What else surprised you? What else struck you?
Well, the notoriety of a number of those named in lawsuits was surprising. Colleagues, current and former, in Albany. The 45th president of the United States, among others. The flurry of cases at the end, I think, suggests the potential reality that some people didn’t file in time. It’s been hard to get the word out. Certainly a case against Diddy rose to the top of people’s social-media feed, but that was a late filing. And I do wonder if everyone who needed to heard about the opportunity in time.
Advocates are calling for an extension of the look-back window. Is that something you support?

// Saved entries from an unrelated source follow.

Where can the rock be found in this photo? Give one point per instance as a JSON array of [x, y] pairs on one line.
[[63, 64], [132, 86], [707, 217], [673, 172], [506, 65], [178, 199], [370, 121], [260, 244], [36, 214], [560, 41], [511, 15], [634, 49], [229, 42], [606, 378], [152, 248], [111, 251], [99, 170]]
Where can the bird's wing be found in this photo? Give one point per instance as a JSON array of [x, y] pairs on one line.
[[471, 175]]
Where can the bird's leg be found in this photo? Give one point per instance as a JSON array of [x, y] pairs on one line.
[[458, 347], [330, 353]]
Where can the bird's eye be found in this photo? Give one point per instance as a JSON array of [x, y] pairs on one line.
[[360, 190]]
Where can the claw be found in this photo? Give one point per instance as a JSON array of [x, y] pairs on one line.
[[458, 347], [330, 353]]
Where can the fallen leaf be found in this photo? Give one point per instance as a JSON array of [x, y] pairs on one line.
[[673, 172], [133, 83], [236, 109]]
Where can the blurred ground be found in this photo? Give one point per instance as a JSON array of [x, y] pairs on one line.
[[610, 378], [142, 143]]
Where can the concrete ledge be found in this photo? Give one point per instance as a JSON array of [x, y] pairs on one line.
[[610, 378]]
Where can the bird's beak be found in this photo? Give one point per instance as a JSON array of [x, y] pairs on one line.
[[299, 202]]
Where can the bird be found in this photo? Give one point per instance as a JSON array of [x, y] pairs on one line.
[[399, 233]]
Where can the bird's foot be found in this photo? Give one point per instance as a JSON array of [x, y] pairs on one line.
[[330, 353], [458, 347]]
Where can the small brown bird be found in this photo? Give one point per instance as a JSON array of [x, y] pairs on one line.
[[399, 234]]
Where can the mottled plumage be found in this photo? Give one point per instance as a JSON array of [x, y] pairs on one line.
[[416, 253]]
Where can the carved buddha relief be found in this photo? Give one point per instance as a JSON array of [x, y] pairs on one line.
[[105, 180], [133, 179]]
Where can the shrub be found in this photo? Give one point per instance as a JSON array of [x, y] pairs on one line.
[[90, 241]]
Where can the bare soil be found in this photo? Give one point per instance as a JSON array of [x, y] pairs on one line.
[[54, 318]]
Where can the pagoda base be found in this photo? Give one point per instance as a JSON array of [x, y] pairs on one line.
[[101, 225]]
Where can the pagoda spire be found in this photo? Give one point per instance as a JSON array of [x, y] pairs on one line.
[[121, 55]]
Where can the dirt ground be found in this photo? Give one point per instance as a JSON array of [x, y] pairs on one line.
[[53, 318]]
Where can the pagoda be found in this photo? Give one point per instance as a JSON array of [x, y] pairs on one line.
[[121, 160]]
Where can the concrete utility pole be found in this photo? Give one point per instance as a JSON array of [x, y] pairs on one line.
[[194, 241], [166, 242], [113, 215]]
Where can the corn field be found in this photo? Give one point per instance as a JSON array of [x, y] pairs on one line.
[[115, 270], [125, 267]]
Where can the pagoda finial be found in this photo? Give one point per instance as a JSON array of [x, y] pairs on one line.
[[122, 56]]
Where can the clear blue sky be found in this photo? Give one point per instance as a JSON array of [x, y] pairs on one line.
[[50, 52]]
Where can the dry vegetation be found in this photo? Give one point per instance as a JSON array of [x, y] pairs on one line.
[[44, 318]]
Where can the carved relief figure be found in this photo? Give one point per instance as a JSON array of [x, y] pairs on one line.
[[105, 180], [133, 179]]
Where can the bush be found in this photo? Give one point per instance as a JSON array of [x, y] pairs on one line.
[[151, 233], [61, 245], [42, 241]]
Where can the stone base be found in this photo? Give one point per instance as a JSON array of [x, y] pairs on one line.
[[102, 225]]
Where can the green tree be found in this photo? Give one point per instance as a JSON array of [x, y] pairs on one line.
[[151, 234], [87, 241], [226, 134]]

I support, if not a permanent window, another temporary one. You have to ask the question, Who benefits from statutes of limitations? And we’ve seen that the courts have been able to sift through evidence. There haven’t been, to my knowledge, any frivolous cases that have been confirmed. And that would also apply to the child victims. Maryland has made a permanent window. Other jurisdictions are looking at that approach. I think it’s put a lot of powerful people and institutions on notice. I think maybe some breathed a heavy sigh of relief by November 25 when they weren’t the subject of a claim. But I don’t think they’re necessarily out of the woods, given what I see among advocates and having spoken to colleagues who are interested in revisiting it.